Reaching across party lines—an act that is becoming increasingly rare—the Senate yesterday (February 12) passed a public lands act with overwhelming support from both Republicans and Democrats. The wide-ranging bill will not only protect millions of acres of land and miles of rivers, but it also contains favorable provisions for Native Americans and African Americans.

The 662-page Natural Resources Management Act passed 92 to 8. According to The Washington Post:

The measure protects 1.3 million acres as wilderness, the nation’s most stringent protection, which prohibits even roads and motorized vehicles. It permanently withdraws more than 370,000 acres of land from mining around two national parks, including Yellowstone, and permanently authorizes a program to spend offshore-drilling revenue on conservation efforts.

“It touches every state, features the input of a wide coalition of our colleagues and has earned the support of a broad, diverse coalition of many advocates for public lands, economic development and conservation,” Senate Majority Leader Mitch McConnell (R-Ky.) told The Post.
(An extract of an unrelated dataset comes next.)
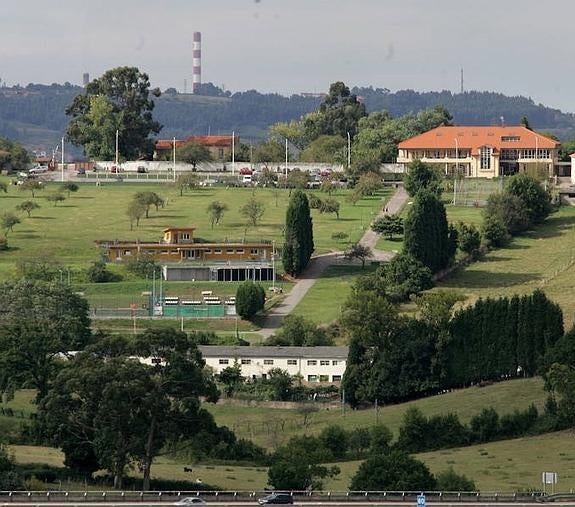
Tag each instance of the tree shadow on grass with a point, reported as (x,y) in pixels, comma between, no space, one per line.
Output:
(486,279)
Aside from the public land protections, there are provisions that also benefit private citizens. Alaska Senator Lisa Murkowski, who co-authored the bill, included a provision that allows native Alaskans who are Vietnam War veterans to apply for a land allotment in their home state.

The bill also establishes four new national monuments. One is the Jackson, Mississippi, home of Civil Rights activists Medgar and Myrlie Evers, which is also where Medgar Evers was assassinated in 1963. The home was already a national landmark, but it will be afforded greater protection and prominence if it is designated a monument. The bill also declares Mill Springs battlefield in Kentucky, the site of the first Union victory in the Civil War, a monument.

The measure also codifies—or establishes into a cohesive set of rules—the Obama era Every Kid Outdoors Act, which allows fourth graders and their families to visit national parks free of charge.

The bill will go to the House for a vote later this month and is expected to pass, according to The Washington Post. And while President Donald Trump has scaled back protections for public lands in favor of development, the newspaper reports that the White House has privately indicated that he will sign it into law.